Boston Public Library

Quick Facts
Significance:
Minister and Abolitionist
Place of Birth:
Lexington, Massachusetts, United States
Date of Birth:
August 24, 1810
Place of Death:
Florence, Tuscany, Italy
Date of Death:
May 10, 1860
Place of Burial:
Florence, Tuscany, Italy
Cemetery Name:
Cimitero Degli Inglesi (English Cemetery)

Theodore Parker rose to fame as a controversial, even heretical, Unitarian minister. Later, his militant opposition to slavery demonstrated that the arc of the moral universe could bend through force of will.

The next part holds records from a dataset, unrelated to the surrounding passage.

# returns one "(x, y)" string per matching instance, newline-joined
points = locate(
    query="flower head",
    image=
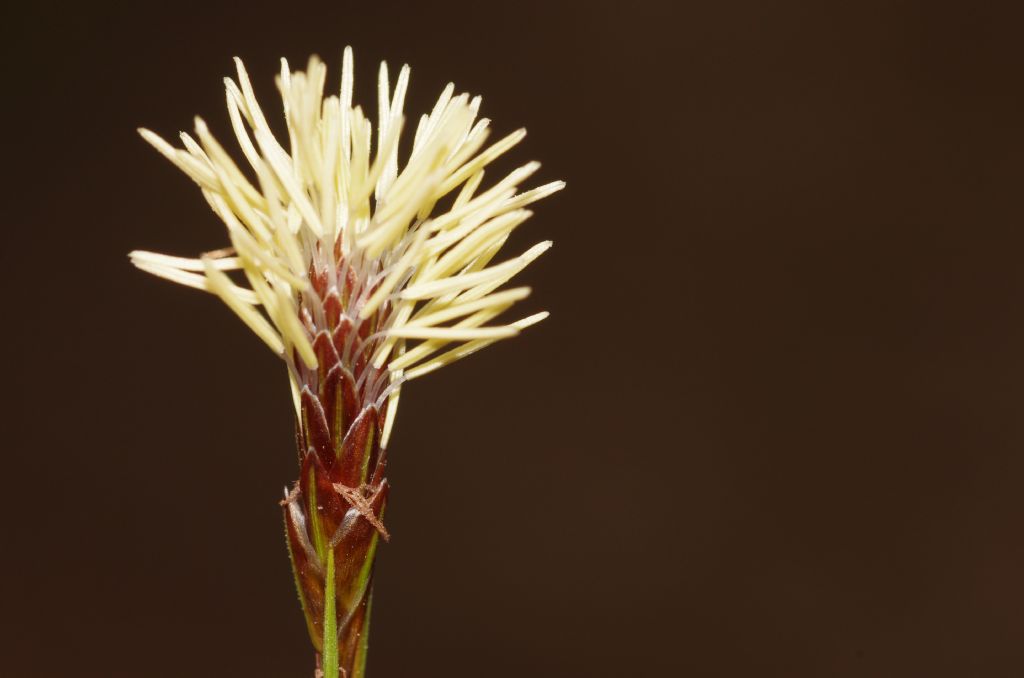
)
(340, 258)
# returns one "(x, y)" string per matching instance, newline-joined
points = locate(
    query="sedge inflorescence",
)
(361, 274)
(338, 246)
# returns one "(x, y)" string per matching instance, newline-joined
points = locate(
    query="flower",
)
(361, 277)
(332, 231)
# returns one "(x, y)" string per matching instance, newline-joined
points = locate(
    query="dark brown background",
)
(773, 427)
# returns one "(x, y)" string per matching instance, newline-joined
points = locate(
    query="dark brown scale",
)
(342, 491)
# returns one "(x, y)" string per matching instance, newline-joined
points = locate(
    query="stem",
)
(330, 623)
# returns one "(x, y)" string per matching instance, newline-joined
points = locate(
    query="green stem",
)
(330, 623)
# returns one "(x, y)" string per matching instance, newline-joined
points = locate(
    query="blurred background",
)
(772, 428)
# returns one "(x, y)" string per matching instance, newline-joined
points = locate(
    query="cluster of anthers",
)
(339, 258)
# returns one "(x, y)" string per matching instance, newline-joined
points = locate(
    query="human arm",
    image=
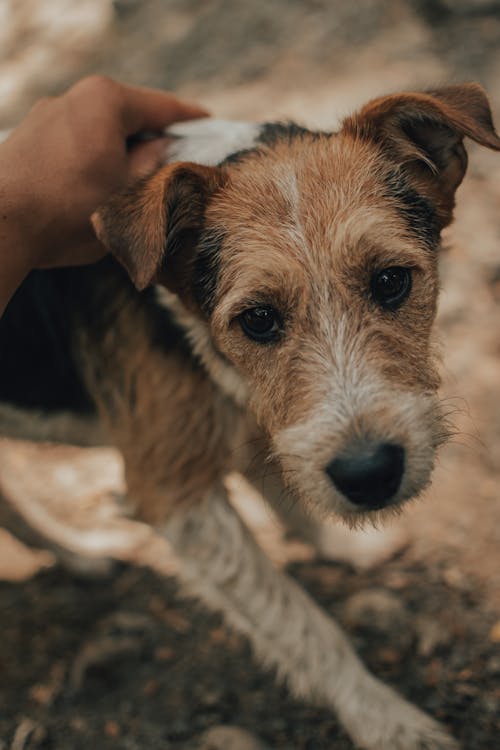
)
(64, 160)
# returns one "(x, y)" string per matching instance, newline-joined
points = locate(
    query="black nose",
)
(368, 474)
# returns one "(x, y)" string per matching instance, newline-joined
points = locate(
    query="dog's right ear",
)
(152, 227)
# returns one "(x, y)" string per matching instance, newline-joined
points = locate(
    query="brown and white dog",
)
(284, 331)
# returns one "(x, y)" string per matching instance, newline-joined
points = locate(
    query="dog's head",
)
(309, 267)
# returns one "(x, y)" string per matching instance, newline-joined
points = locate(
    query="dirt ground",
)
(125, 662)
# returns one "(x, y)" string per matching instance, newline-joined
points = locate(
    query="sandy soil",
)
(315, 61)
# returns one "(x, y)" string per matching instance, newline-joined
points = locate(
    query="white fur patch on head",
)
(209, 142)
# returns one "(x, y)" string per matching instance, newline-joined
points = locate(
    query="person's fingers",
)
(146, 157)
(149, 109)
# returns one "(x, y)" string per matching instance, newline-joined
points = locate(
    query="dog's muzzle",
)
(368, 474)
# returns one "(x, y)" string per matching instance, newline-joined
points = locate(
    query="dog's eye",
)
(391, 286)
(260, 323)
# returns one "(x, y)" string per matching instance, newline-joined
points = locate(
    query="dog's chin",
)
(331, 504)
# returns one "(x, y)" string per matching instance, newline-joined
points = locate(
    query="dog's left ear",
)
(153, 227)
(423, 134)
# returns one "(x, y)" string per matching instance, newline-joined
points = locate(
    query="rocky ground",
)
(127, 663)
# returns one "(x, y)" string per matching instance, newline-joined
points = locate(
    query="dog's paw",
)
(390, 723)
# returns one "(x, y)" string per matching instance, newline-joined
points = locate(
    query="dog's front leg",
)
(224, 567)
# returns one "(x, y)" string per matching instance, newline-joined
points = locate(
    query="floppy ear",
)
(152, 227)
(423, 134)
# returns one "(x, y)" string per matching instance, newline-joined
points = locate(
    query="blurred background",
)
(126, 663)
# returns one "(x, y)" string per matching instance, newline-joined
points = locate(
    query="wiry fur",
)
(299, 221)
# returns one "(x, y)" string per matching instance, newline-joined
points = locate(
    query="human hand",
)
(66, 158)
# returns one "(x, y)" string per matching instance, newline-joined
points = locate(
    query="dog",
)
(275, 317)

Theodore Parker recognized the legacy and responsibility of the American Revolution from an early age. His grandfather, Captain John Parker, led the Lexington militia on April 19, 1775, the day the Revolutionary War began.1 The youngest of eleven siblings, Parker grew up humbly on a farm in Lexington.2 Incredibly intelligent, he largely educated himself. He could not afford to attend Harvard, so he earned his degree by teaching himself the material and only traveling to campus for exams.3

After saving some money by working as a schoolteacher, Parker continued his studies at Harvard Divinity School. He met Lydia Cabot, a young woman from a wealthy, influential family, during his time as a teacher.4 Their desire to marry led Parker to settle for a pulpit in the Boston suburb of West Roxbury--not his dream position, but one that provided enough financial stability to wed. Their relationship quickly deteriorated, however, as their strong personalities clashed and they discovered they could not conceive children.5

The beginning of Parker's pastoral career coincided with the Transcendentalist controversy of the 1830s, in which Ralph Waldo Emerson and other thinkers explored a nature-based Christianity. Parker took interest as the Transcendentalists cast doubt upon the divinity of Jesus Christ and whether New Testament miracles truly happened.6 He began incorporating Transcendentalist ideas into his sermons, though he tried not to scare away his flock: "I preach abundant heresies," he wrote, "and they all go down—for the listeners do not know how heretical they are."7 In 1841, he brought his beliefs out into the open with a sermon titled, "The Transient and Permanent in Christianity." The sermon represented a complete break with Unitarian orthodoxy and established Parker's reputation as a heretic.8

As Parker's theological infamy grew, so did his interest in social reform causes, such as women's rights, temperance, and the abolition of slavery. In one 1853 sermon, Parker argued that, if humanity followed the laws of nature:

Woman has the same individual right to determine her aim in life, and to follow it; has the same individual rights of body and of spirit,--of mind and conscience, and heart and soul; the same physical rights, the same intellectual, moral, affectional and religious rights, that man has.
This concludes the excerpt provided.